How do I delete everything after second occurrence of quotes using the command line?
Using awk:
awk -v RS='"' -v ORS='"' 'NR==1{print} NR==2{print; printf"\n";exit}' file
This sets the record separator to "
. So, we want to print the first two records and then we are done. In more detail:
-
-v RS='"'
This sets the input record separator to a double quote.
-
-v ORS='"'
This sets the out record separator to a double quote.
-
NR==1{print}
This tells awk to print the first line.
-
NR==2{print; printf"\n";exit}
This tells awk to print the second line, then print a newline character, and then exit.
Using sed
sed -r 'H;1h;$!d;x; s/(([^"]*"){2}).*/\1/' file
This reads the whole file in at once. So, if the file is huge, don't use this approach. It works as follows:
-
H;1h;$!d;x
This is a useful sed idiom: it reads the whole file in at once.
-
s/(([^"]*"){2}).*/\1/
This looks for the second
"
and then deletes all text which follows the second quote.The regex
(([^"]*"){2})
captures all text up to and including the second double quote and saves it in group 1. The regex.*
captures everything that follows to the end of the file.
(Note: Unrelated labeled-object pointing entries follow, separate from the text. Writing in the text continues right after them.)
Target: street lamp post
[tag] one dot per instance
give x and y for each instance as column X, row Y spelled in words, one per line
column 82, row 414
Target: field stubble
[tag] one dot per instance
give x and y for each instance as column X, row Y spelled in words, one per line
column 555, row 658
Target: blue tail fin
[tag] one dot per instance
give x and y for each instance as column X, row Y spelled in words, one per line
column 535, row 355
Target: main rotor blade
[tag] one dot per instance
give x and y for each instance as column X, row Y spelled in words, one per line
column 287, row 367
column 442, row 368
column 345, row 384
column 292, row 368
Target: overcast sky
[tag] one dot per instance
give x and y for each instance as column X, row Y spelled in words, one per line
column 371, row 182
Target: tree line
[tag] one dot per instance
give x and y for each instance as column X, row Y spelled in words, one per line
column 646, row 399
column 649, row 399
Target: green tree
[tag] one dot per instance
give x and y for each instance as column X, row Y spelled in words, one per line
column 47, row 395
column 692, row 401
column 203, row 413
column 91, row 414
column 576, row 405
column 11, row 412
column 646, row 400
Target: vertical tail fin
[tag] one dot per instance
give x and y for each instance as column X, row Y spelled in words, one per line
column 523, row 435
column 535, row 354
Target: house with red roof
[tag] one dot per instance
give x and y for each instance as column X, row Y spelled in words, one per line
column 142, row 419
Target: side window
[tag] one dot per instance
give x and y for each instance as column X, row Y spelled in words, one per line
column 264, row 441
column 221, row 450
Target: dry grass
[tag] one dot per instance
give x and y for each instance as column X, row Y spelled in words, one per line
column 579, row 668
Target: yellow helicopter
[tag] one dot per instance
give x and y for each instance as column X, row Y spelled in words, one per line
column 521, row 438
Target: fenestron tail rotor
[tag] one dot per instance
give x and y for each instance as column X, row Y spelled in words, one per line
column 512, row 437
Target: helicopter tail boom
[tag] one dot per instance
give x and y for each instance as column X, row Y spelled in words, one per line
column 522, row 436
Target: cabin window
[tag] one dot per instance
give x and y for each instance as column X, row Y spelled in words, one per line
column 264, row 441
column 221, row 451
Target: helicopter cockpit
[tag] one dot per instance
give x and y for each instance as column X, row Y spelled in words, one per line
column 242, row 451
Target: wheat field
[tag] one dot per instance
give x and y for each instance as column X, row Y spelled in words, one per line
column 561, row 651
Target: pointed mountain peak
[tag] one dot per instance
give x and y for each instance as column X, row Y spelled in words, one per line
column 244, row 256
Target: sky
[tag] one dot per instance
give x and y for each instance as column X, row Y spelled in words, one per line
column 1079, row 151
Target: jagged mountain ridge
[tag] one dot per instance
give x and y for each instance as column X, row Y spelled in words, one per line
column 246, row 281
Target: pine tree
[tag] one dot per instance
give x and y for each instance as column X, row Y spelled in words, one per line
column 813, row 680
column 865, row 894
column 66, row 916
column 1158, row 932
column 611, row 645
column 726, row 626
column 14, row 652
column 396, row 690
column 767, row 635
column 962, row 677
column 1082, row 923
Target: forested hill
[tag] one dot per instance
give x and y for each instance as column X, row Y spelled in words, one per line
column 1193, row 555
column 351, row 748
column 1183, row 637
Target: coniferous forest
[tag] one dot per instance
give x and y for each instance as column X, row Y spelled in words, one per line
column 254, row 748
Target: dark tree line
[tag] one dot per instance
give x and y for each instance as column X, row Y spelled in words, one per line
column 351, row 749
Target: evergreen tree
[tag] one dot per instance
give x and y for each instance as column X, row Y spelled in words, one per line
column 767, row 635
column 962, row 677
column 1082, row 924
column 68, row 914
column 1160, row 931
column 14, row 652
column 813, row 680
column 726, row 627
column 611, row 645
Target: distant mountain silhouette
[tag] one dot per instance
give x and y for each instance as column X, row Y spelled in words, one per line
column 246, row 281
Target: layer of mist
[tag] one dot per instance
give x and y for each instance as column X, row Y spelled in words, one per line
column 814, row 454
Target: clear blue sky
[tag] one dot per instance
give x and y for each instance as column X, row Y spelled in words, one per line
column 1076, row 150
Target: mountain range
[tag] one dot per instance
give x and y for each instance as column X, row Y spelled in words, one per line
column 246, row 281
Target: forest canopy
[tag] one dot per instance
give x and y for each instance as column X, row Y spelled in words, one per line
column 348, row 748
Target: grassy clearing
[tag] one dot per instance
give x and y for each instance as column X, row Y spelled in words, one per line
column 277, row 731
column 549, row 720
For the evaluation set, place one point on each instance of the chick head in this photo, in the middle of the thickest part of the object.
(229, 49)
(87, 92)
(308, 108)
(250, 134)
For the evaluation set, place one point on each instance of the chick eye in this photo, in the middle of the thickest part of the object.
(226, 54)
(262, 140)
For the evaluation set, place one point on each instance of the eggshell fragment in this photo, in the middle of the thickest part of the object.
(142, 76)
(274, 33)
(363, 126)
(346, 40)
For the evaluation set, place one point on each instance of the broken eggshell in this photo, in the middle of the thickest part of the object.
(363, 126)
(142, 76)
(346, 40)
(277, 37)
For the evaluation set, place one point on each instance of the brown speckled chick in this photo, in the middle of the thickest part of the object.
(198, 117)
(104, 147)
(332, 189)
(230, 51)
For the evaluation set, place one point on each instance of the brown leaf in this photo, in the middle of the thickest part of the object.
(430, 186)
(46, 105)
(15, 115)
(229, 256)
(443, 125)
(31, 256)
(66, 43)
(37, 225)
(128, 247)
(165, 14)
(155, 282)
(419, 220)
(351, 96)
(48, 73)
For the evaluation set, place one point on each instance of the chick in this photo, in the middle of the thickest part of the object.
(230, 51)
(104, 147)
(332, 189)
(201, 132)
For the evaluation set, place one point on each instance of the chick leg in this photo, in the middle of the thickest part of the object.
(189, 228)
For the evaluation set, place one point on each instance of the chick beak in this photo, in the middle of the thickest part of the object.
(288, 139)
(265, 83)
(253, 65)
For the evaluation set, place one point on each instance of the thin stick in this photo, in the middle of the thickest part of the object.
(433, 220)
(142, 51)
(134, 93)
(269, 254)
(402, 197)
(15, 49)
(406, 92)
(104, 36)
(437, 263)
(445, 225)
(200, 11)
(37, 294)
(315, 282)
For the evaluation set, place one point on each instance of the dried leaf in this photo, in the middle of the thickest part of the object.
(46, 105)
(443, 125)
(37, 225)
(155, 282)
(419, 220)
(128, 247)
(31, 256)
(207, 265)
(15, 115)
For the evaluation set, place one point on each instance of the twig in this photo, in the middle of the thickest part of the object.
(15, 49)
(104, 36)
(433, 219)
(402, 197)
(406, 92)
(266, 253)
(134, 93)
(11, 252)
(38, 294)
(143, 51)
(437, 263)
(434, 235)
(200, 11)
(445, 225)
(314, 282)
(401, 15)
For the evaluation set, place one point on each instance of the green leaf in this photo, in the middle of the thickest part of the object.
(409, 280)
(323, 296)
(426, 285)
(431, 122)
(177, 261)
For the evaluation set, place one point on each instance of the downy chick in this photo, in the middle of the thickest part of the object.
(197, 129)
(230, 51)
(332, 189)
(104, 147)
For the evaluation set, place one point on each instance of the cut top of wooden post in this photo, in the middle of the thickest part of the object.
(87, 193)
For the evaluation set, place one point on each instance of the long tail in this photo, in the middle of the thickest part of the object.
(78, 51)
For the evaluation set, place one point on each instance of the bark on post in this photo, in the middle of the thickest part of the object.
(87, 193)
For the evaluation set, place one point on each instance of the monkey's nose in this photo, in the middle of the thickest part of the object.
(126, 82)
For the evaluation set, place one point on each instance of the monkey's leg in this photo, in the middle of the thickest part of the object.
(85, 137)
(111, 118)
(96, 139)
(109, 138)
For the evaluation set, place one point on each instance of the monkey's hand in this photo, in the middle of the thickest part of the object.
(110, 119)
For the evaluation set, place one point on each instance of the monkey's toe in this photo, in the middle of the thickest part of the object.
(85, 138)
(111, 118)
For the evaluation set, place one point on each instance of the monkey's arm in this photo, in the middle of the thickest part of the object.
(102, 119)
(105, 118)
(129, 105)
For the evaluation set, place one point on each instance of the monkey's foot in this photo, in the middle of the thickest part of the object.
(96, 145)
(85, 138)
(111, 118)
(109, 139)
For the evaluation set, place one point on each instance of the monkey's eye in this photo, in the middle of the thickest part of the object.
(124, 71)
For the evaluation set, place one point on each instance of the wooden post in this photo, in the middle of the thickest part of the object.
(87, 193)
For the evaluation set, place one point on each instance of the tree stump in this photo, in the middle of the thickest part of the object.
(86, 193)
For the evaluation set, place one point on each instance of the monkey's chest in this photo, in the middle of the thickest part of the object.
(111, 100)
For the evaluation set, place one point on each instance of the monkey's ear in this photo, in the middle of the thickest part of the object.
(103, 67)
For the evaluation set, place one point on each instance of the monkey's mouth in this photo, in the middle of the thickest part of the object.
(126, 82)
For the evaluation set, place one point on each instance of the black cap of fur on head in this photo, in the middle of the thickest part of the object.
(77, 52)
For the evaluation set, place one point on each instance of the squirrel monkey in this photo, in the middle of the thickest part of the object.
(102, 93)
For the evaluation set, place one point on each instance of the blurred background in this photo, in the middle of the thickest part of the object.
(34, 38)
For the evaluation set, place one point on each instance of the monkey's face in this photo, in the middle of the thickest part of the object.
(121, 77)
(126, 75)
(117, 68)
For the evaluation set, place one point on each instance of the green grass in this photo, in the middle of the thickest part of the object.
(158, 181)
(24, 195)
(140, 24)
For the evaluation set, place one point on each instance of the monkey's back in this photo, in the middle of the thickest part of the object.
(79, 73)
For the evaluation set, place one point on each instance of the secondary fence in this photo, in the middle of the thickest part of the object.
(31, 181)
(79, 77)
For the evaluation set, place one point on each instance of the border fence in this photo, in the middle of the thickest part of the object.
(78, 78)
The replacement text is group 1,\1
.
Using Perl:
< infile perl -0777 -pe 's/((.*?"){2}).*/$1/s' > outfile
-
-0777
: slurps the whole file at once instead of one line at the time -
-p
: places awhile (<>) {[...]}
loop around the script and prints the processed file -
-e
: reads the script from the arguments
Perl command breakdown:
-
s
: asserts to perform a substitution -
/
: starts the pattern -
((.*?"){2})
: matches and groups any number of any character zero or more times lazily within the current file (i.e. it matches the least times as possible, stopping when the following pattern starts to match) before a"
character, twice -
.*
: matches any number of any character zero or more times greedily within the current file (i.e. it matches the most times as possible) -
/
: stops the pattern / starts the replacement string -
$1
: replaces with the first captured group -
/
: stops the replacement string / starts the modifiers -
s
: treats the whole file as a single line, allowing.
to match also newlines